Submitted to: Crop Science
Publication Type: Peer reviewed journal
Publication Acceptance Date: 2/16/2007
Publication Date: 6/15/2007
Citation: Burkey, K.O., Booker, F.L., Pursley, W.A., Heagle, A.S. 2007. Elevated carbon dioxide and ozone effects on peanut. II. Seed yield and quality. Crop Science. 47:1488-1497. Interpretive Summary: Current levels of the air pollutant, ozone, suppress agricultural production in most industrialized countries worldwide. Rising levels of carbon dioxide in the atmosphere, however, may protect plants from ozone damage, depending in part on the sensitivity of the crop. In this experiment, we evaluated the interaction of elevated carbon dioxide and ozone on seed yield and seed quality in peanut (Arachis hypogaea L.), an ozone-sensitive species, using open-top field chambers. Treatments were ambient, 1.5 and 2.0 times ambient carbon dioxide in combination with clean air, ambient ozone, and 1.5 times ambient ozone. Seed yield losses of up to 30% were observed at the highest ozone levels tested, and twice-ambient carbon dioxide levels ameliorated ozone suppression of yield. Gas treatment effects on peanut market grade characteristics were small. No treatment effects on the protein and oil contents of seeds were observed and only subtle shifts in lipid composition were found. Overall results suggest that increasing concentrations of tropospheric ozone will suppress yield of O3-sensitive peanut cultivars, while elevated carbon dioxide will moderate but not negate this response. Elevated ozone and carbon dioxide are not expected to have major effects on peanut seed composition and quality.

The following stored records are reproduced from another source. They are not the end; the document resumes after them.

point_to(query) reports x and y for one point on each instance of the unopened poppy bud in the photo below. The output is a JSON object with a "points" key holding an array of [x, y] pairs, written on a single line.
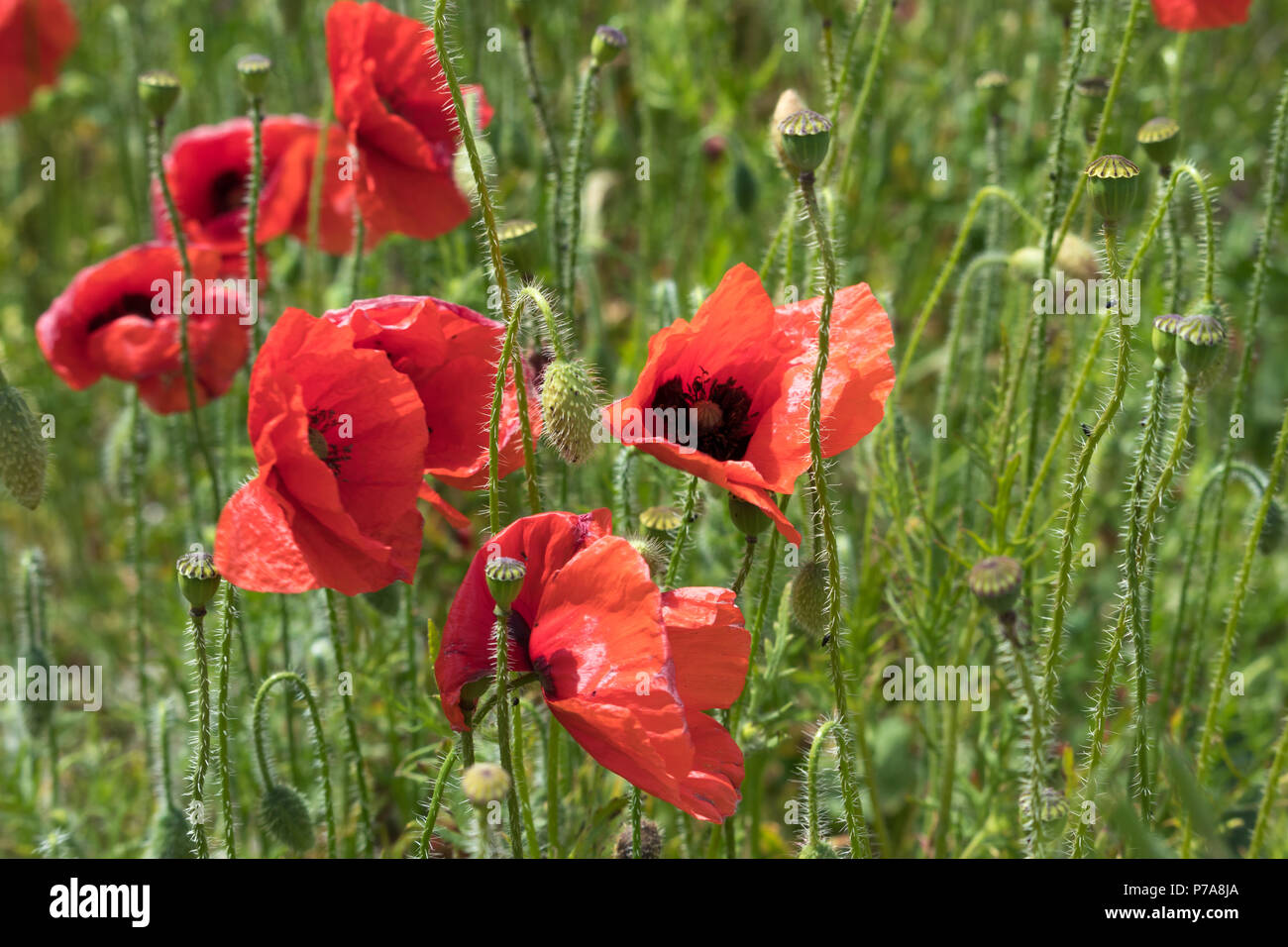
{"points": [[1160, 138], [286, 817], [1112, 182], [606, 43], [996, 582], [159, 90], [253, 73], [198, 579], [1163, 337], [992, 89], [485, 783], [1201, 341], [809, 596], [503, 579], [806, 137], [22, 449], [570, 403], [651, 840], [170, 834], [748, 518]]}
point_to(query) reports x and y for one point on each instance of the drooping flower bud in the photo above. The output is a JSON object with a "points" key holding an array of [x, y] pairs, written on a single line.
{"points": [[22, 449], [996, 582], [503, 579], [1112, 182], [159, 90], [570, 405], [198, 579], [806, 137], [286, 817], [485, 783]]}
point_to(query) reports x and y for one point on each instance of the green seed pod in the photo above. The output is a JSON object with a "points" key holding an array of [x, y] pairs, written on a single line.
{"points": [[1201, 342], [1163, 337], [996, 582], [570, 407], [748, 518], [1160, 138], [253, 73], [159, 90], [286, 817], [485, 783], [168, 836], [651, 840], [198, 579], [503, 579], [992, 89], [805, 137], [809, 596], [605, 44], [1112, 182], [22, 449]]}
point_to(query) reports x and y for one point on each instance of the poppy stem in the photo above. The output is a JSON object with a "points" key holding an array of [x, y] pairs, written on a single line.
{"points": [[318, 742], [351, 723], [155, 133], [226, 788], [850, 785], [436, 800]]}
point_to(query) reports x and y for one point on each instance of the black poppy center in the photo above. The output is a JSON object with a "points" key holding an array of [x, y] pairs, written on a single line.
{"points": [[322, 420], [720, 410]]}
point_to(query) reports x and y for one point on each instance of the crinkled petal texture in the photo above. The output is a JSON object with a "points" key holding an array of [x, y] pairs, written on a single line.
{"points": [[116, 318], [626, 669], [393, 102], [35, 39], [450, 355], [771, 355], [339, 436], [1188, 16]]}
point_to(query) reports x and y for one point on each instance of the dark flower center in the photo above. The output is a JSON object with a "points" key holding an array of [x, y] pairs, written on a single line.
{"points": [[721, 411], [128, 304], [330, 454]]}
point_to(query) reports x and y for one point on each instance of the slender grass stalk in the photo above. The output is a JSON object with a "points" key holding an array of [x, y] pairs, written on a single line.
{"points": [[318, 742], [351, 722]]}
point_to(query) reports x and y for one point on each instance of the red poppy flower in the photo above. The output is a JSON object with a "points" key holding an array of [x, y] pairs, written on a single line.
{"points": [[450, 355], [207, 169], [116, 318], [391, 99], [625, 668], [35, 39], [1186, 16], [742, 369], [339, 436]]}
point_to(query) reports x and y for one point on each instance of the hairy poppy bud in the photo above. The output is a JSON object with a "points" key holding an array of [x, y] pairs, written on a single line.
{"points": [[253, 73], [485, 783], [1201, 341], [1160, 138], [159, 91], [996, 582], [286, 817], [806, 137], [605, 44], [22, 449], [747, 517], [1163, 338], [651, 840], [503, 579], [809, 596], [1112, 182], [570, 403], [170, 834], [992, 89], [198, 579]]}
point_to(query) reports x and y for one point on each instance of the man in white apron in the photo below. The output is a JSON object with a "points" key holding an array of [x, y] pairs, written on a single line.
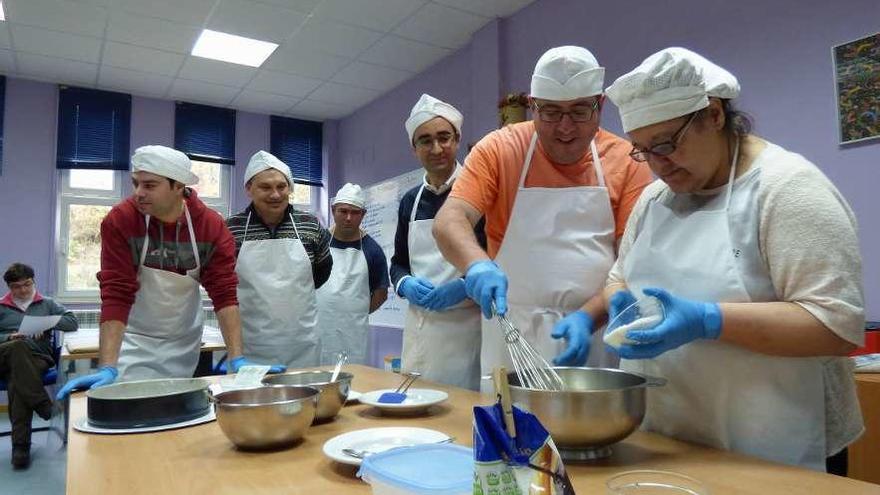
{"points": [[157, 247], [555, 193], [283, 256], [441, 335], [762, 374], [358, 284]]}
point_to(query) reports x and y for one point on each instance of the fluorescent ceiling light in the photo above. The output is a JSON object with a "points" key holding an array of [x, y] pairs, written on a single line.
{"points": [[231, 48]]}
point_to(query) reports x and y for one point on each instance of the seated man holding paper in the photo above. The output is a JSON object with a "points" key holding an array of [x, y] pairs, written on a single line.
{"points": [[26, 321]]}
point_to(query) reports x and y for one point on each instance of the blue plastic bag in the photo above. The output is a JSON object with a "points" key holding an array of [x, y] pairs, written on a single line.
{"points": [[526, 464]]}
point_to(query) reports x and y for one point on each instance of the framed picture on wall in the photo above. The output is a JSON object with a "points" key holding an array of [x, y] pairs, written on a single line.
{"points": [[857, 84]]}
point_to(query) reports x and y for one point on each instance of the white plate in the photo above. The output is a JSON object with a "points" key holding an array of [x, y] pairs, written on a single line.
{"points": [[378, 440], [82, 424], [417, 400]]}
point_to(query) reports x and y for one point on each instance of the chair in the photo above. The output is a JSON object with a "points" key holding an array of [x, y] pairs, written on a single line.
{"points": [[50, 378]]}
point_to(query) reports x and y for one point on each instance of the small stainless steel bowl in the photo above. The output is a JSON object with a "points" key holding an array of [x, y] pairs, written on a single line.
{"points": [[145, 403], [597, 408], [332, 396], [266, 417]]}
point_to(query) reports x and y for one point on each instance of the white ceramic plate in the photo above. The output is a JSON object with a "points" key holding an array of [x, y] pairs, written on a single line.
{"points": [[417, 400], [82, 424], [378, 440]]}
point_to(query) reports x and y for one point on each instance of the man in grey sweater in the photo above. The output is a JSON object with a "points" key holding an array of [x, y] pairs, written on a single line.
{"points": [[24, 359]]}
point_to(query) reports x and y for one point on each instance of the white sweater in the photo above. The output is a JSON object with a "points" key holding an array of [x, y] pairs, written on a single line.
{"points": [[798, 237]]}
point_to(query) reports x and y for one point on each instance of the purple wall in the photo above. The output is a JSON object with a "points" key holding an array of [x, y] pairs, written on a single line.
{"points": [[780, 51], [28, 180]]}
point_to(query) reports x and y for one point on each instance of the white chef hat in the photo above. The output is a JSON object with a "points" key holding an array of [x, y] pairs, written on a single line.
{"points": [[263, 160], [669, 84], [351, 194], [567, 73], [428, 108], [164, 161]]}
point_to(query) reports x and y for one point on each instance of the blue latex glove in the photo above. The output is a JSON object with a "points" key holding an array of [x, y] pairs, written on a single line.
{"points": [[576, 328], [240, 361], [486, 283], [104, 376], [685, 322], [416, 290], [446, 295], [619, 301]]}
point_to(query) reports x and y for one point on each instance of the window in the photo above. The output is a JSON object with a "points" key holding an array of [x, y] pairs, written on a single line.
{"points": [[207, 135], [92, 153], [85, 198], [298, 143]]}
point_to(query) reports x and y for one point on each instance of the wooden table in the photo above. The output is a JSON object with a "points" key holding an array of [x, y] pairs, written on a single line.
{"points": [[201, 460], [864, 454]]}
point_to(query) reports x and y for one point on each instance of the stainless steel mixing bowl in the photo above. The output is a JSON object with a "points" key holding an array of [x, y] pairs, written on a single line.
{"points": [[332, 396], [597, 408], [266, 417]]}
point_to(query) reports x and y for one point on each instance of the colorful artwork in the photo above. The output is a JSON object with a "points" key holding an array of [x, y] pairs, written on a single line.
{"points": [[857, 73]]}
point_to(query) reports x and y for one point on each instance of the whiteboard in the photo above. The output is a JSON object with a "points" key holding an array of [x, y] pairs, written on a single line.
{"points": [[383, 200]]}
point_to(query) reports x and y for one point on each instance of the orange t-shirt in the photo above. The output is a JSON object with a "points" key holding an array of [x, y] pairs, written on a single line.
{"points": [[491, 173]]}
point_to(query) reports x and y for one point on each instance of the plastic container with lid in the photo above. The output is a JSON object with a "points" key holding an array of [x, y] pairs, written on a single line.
{"points": [[429, 469]]}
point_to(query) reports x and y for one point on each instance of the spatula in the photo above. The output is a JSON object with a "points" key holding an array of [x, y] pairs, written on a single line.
{"points": [[399, 394]]}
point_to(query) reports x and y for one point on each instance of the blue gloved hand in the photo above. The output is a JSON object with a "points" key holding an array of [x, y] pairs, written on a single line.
{"points": [[685, 322], [104, 376], [446, 295], [619, 301], [240, 361], [485, 283], [576, 328], [416, 290]]}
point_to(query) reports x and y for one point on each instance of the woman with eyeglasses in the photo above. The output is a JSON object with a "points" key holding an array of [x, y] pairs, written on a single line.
{"points": [[752, 253]]}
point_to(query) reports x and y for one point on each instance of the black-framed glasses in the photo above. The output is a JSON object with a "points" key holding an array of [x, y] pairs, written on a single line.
{"points": [[27, 284], [427, 142], [578, 113], [665, 148]]}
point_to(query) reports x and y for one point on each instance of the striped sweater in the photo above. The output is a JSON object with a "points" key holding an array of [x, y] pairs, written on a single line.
{"points": [[315, 238]]}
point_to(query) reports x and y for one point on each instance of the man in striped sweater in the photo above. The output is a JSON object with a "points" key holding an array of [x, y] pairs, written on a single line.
{"points": [[283, 257]]}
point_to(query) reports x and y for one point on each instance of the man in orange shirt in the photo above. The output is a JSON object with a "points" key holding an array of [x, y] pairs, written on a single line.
{"points": [[556, 193]]}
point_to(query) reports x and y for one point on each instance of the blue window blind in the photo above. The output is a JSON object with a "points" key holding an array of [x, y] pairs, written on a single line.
{"points": [[2, 111], [93, 129], [205, 133], [298, 144]]}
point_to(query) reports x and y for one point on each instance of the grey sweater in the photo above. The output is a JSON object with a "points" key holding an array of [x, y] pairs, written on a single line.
{"points": [[11, 316]]}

Technical Abstract: Tropospheric O3 is an air pollutant that is toxic to plants, causing changes in leaf biochemistry and physiology that lead to reductions in growth and yield. In many O3-sensitive crops, the adverse effects of O3 are ameliorated by elevated CO2, although the extent of protection by elevated CO2 varies with crop and cultivar, and gas concentration. A two-year open-top field chamber experiment was conducted to examine this interaction in peanut (Arachis hypogaea L., cultivar NC-V11) by testing the effects of O3 and CO2 mixtures on yield and seed quality. Treatments were ambient CO2 and CO2-enrichment of approximately 175 and 350 µmol mol-1 added 24 h d-1 in combination with charcoal-filtered (CF) air (23 nmol O3 mol-1), non-filtered (NF) air (48 nmol O3 mol-1), and NF air plus O3 (75 nmol O3 mol-1) applied 12 h d-1. Additional treatments were: a) high CO2-enrichment (630 µmol mol-1) in non-filtered air; and b) ambient air (chamber frames without plastic panels). Pod number, pod mass, and seed mass were suppressed 8 to 16% in NF air and 33 to 44% in elevated O3 relative to the CF air-ambient CO2 control. Elevated CO2 increased yield parameters 7 to 17% for plants grown in CF air and restored yield parameters in NF air and elevated O3 treatments to CF air-ambient CO2 control values. Gas treatment effects on peanut market grade characteristics were small with some evidence that peanuts matured earlier under elevated O3. No treatment effects were observed on the protein and oil contents of seeds. Effects of O3 and CO2 on peanut seed fatty acid composition included an increase in stearic acid (18:0) and a decrease in lignoceric acid (24:0) under elevated O3 and a shift from linoleic acid (18:2) to oleic acid (18:1) under elevated CO2. Yield parameters were similar between plants grown in non-filtered and ambient air (no chamber panels), suggesting that chamber effects on yield and seed quality were minimal. Subtle chamber effects on fatty acid composition were noted however, particularly a shift from linoleic acid (18:2) to oleic acid (18:1) in ambient air relative to NF air. Overall results suggest that increasing concentrations of tropospheric O3 will suppress pod and seed yield of O3-sensitive peanut cultivars, while elevated CO2 will moderate but not negate this response. Elevated O3 and CO2 are not expected to have major effects on peanut seed composition and quality.